Congress and the Ninth Amendment
posted by Brian Kalt
An idea I have been kicking around for about twelve years now, and should finally be writing down this summer: Congress and the Ninth Amendment. I have a lot of dimensions of this question to hunt down, but I am very open to thoughts and suggestions from anyone.
Congress is talking about the Constitution more these days, and that should be good news for Democrats and Republicans alike.
The House’s new Republican majority now requires that proposed legislation include a statement of constitutional authority, identifying which of Congress’s constitutional powers the legislation is based on. This forces both sides to think about, and publicly debate, the proper scope of federal legislation, which is supposed to be directed only at the items (like interstate commerce, defense, etc.) listed in Article I, Section 8 of the Constitution.
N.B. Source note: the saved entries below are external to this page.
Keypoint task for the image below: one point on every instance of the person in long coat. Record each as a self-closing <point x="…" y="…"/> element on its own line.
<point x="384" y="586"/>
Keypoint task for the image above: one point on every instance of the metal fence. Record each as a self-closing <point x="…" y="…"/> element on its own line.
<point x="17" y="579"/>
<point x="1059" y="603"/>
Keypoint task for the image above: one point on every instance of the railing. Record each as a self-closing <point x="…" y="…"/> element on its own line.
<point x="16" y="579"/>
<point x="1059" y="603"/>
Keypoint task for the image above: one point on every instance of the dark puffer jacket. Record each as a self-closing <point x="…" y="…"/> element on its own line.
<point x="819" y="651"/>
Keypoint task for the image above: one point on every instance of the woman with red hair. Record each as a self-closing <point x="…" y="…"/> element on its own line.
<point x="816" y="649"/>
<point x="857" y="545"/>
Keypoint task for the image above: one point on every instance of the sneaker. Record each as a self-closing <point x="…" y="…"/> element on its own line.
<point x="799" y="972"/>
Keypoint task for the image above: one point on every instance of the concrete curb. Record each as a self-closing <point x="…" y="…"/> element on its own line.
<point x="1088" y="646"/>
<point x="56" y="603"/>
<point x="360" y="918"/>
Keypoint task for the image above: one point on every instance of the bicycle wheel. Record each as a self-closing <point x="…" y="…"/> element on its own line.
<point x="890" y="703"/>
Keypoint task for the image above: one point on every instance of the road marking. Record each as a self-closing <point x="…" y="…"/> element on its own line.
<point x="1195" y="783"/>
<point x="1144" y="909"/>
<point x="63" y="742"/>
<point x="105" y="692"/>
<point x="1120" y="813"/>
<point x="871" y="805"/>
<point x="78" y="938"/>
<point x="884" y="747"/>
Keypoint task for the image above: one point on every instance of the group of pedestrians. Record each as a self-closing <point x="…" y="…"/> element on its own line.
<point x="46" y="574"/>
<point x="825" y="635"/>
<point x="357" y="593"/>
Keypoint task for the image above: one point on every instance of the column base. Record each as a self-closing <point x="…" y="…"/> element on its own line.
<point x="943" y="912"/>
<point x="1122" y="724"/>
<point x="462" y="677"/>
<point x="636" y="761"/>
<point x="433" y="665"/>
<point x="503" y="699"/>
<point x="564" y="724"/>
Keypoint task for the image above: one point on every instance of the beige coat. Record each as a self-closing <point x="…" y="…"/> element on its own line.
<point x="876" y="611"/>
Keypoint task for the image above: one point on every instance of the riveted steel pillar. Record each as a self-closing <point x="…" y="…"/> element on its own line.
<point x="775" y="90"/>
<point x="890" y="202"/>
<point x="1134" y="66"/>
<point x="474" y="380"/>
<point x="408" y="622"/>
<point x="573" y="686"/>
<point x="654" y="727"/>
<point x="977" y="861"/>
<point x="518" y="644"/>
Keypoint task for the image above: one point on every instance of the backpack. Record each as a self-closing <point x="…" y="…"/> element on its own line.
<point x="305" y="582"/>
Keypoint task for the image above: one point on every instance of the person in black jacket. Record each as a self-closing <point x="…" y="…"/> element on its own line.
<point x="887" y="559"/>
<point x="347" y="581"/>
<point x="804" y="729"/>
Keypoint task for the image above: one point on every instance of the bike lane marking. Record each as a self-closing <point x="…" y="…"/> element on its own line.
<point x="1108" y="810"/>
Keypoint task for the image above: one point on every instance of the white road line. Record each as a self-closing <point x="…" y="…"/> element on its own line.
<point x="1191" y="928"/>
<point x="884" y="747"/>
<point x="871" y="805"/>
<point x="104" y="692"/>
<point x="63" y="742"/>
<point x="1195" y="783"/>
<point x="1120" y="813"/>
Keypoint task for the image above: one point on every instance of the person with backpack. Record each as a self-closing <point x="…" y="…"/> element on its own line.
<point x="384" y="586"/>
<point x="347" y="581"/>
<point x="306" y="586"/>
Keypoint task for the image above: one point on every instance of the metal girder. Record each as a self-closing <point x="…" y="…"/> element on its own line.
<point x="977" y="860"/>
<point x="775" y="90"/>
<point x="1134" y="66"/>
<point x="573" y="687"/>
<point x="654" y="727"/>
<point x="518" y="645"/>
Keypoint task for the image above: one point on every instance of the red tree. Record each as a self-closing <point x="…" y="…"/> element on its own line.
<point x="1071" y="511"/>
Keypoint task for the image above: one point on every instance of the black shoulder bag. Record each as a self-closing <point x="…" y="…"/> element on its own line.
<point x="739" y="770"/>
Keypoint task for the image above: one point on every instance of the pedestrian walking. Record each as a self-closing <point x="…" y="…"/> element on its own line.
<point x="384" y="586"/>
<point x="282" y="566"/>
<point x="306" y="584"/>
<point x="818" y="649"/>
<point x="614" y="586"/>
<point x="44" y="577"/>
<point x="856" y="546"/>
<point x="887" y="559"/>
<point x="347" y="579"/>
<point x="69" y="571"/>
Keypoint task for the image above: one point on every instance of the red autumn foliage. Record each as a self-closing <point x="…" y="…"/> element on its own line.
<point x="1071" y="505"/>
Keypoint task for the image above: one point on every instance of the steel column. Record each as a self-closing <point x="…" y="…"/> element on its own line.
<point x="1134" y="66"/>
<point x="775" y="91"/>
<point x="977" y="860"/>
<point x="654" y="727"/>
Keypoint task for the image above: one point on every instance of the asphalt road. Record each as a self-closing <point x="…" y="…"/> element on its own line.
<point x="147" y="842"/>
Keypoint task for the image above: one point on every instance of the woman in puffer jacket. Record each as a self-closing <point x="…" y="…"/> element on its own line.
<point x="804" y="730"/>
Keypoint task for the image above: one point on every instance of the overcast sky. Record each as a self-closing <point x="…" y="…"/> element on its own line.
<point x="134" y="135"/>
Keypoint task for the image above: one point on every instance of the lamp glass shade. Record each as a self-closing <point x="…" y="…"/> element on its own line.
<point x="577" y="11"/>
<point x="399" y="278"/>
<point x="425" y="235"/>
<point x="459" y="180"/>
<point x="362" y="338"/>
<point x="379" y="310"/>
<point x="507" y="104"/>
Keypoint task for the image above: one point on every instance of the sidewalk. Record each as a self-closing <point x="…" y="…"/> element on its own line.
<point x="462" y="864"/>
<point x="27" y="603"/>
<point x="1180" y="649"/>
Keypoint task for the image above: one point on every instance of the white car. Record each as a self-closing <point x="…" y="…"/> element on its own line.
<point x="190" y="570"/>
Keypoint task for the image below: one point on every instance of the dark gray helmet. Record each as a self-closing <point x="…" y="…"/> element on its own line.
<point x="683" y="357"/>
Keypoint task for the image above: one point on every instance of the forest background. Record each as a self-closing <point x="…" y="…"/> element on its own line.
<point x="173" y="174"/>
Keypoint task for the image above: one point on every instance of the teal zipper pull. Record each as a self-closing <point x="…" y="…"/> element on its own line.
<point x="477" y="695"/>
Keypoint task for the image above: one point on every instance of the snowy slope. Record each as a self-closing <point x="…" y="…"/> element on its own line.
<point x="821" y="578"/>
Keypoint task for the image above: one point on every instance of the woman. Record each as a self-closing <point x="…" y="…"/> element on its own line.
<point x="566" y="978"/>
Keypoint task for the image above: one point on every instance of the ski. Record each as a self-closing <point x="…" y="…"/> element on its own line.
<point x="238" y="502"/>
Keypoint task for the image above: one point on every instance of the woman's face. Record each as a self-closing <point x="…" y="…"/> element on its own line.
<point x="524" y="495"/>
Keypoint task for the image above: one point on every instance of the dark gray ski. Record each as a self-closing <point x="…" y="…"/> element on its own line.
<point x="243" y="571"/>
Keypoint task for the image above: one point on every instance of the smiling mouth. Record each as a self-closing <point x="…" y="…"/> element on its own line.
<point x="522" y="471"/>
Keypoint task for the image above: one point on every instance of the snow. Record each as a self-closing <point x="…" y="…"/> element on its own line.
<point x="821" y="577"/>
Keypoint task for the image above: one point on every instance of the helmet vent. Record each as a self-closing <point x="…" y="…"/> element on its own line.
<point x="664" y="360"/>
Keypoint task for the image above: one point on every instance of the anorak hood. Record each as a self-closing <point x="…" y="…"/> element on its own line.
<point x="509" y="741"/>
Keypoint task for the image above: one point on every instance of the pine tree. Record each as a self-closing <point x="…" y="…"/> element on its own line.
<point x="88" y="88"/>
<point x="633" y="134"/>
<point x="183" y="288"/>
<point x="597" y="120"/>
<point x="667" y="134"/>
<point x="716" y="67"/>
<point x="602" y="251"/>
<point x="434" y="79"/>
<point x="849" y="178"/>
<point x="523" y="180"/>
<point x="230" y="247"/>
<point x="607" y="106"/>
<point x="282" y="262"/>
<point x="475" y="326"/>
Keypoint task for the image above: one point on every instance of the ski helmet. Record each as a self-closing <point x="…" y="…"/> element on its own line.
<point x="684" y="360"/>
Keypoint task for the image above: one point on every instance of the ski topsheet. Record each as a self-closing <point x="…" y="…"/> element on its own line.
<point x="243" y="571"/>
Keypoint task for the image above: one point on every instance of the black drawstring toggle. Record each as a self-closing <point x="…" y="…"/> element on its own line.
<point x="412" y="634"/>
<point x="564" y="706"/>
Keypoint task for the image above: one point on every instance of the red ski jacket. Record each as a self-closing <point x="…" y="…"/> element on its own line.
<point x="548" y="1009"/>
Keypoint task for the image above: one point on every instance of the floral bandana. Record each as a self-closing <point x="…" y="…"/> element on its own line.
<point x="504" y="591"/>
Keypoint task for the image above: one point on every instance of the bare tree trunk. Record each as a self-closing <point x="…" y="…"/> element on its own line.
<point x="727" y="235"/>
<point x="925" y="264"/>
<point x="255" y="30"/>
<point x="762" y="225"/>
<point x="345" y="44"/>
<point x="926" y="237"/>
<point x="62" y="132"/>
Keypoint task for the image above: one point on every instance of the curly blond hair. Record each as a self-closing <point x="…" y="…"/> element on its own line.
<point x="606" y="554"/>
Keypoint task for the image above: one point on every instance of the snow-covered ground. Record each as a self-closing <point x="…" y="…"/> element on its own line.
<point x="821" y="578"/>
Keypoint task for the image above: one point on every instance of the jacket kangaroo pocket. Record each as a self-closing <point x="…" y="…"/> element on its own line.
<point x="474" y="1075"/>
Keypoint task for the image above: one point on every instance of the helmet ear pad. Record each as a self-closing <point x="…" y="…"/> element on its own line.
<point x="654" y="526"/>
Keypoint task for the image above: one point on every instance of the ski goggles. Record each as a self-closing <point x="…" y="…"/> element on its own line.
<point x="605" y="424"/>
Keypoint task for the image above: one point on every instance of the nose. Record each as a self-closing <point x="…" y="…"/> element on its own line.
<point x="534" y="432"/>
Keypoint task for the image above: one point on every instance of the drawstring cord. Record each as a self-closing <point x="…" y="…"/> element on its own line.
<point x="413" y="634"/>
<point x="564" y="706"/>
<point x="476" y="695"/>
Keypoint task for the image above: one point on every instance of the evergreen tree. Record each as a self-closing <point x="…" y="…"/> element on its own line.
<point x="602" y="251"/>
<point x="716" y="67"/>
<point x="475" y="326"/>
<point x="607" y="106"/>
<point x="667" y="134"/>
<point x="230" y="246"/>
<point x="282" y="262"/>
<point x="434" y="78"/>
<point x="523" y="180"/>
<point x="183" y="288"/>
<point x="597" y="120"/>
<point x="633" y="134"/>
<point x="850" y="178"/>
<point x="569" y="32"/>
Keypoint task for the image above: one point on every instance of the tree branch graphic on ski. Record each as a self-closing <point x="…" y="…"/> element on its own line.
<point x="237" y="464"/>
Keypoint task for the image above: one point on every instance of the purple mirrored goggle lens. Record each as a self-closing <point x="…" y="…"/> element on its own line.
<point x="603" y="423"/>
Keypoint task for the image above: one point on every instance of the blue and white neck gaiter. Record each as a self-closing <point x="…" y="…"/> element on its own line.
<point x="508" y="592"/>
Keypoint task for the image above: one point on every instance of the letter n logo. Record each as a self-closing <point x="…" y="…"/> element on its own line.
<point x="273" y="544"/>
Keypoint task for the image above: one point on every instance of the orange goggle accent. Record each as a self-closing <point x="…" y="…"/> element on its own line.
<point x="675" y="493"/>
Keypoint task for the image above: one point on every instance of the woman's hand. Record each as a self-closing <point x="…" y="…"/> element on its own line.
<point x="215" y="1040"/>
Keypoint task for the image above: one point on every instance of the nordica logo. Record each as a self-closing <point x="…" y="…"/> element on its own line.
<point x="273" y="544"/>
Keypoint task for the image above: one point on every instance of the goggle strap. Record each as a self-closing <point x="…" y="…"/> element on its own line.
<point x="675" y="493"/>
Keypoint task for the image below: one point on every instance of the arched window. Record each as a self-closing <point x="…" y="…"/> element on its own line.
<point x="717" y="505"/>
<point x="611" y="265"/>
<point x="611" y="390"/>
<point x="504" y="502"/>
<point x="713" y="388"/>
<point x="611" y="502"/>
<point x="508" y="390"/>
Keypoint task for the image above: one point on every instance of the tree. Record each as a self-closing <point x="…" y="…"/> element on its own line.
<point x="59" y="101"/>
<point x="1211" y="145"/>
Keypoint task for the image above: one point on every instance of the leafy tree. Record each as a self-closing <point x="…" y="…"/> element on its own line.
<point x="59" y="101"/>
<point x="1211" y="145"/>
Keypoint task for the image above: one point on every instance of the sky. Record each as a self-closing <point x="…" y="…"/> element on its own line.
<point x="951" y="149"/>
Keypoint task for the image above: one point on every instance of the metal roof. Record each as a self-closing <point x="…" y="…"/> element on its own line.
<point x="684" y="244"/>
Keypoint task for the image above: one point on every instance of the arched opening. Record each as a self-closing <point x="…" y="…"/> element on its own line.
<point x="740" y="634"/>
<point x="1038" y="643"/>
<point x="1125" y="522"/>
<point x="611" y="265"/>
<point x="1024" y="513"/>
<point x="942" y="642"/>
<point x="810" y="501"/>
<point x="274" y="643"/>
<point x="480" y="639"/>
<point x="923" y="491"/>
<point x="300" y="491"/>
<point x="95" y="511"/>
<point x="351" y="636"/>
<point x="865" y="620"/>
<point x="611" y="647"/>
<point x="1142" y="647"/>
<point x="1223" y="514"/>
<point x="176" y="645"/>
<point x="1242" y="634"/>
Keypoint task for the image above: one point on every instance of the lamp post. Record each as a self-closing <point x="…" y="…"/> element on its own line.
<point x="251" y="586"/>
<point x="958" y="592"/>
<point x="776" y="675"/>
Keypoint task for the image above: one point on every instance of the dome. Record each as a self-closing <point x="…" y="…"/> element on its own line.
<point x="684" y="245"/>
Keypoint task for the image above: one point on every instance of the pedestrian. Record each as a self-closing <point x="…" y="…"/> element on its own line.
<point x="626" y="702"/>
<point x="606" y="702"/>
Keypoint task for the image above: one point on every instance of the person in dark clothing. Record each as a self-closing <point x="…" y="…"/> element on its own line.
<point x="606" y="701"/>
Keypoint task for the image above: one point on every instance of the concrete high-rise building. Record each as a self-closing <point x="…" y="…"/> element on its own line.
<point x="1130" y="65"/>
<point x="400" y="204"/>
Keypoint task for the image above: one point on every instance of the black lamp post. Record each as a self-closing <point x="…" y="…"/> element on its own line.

Some critics deny that interpreting the Constitution is any of Congress’s business. “It’s the courts’ job,” they say. But the Founders expected Congress and the president to consider the Constitution before passing laws. It worked for a while; many of the greatest constitutional-law arguments in the nation’s first century played out in Senate debates and presidential veto messages, and not in the Supreme Court. Gradually, however, Congresses and presidents relinquished their share of the responsibility. Often now, courts not only get the last word on the Constitution, they get the only word. But the original vision is surely more protective of the Constitution, just as it is healthier to brush and floss your teeth than it is to delegate things entirely to your dentist.
Liberals are understandably unenthusiastic about debating the constitutional bounds of federal power—a debate they thought they won decisively back when Franklin Roosevelt was president. But they (along with conservatives, libertarians, and everyone else) should be excited about a parallel opportunity: to debate the constitutional bounds of rights. In particular, Congress can finally give meaning to the Ninth Amendment.
The Ninth Amendment declares, “The enumeration in the Constitution of certain rights shall not be construed to deny or disparage others retained by the people.” In other words, listing some rights in the Bill of Rights doesn’t weaken the unlisted ones. The Supreme Court has never done much with the Ninth Amendment. Unenumerated rights are by definition difficult to identify—there are many theories, but no consensus, on what these Ninth Amendment rights are. Even when the Court concludes that a new right exists, it resists calling it unenumerated, instead contorting the law to find it somewhere in the Constitution’s text and its penumbras.
The Ninth Amendment has much better potential in Congress. Its message is important there, even if it has been forgotten: do not read the Bill of Rights as an exclusive list, with any sort of government action permitted as long as it is not specifically forbidden. This is particularly powerful when combined with Congress’s renewed determination not to leave constitutional interpretation solely up to the courts. Instead of Congress asking only, “Would the Court strike down this law on First Amendment grounds? Second Amendment? etc.?”, it can also ask “Do we think that this violates free speech? Gun rights? Any rights not specified in the Constitution?” The Court will still get its chance to weigh in on a law’s constitutionality, but only if Congress and the president first conclude that the law is constitutional and pass it.
Take privacy as an example. Instead of just dissecting (or ignoring) the Court’s complicated privacy jurisprudence, Congress should make up its own mind on what privacy is all about, and on which government actions cross the line. The debate on one potentially intrusive law could pick up where the last one left off. The public would benefit from hearing what its representatives and senators truly think about privacy, and could keep it in mind when the next election comes along.
There is something here for everyone: the right to abortion and the right to life; the right to health insurance and the right not to have health insurance; the right to class equality and the right to purely individual treatment. Making these things a matter of congressional debate—of shifting political majorities and public opinion—admittedly means that any such rights are weak, and potentially reversed by shifting political whim. But lately, that’s how rights often get treated in court too. This sort of flexibility is unsettling there, but at Congress it is right at home. Besides, since by definition these are rights the Court is not protecting right now, proponents of the right would have nothing to lose.
The Ninth Amendment helps us remember that there is more to rights than what courts write about them, or even than what the Constitution says about them. The more that Congress elevates its discussion about the proper bounds of government power and individual liberty—and the less that those things are left to the sole discretion of our courts—the better off we are.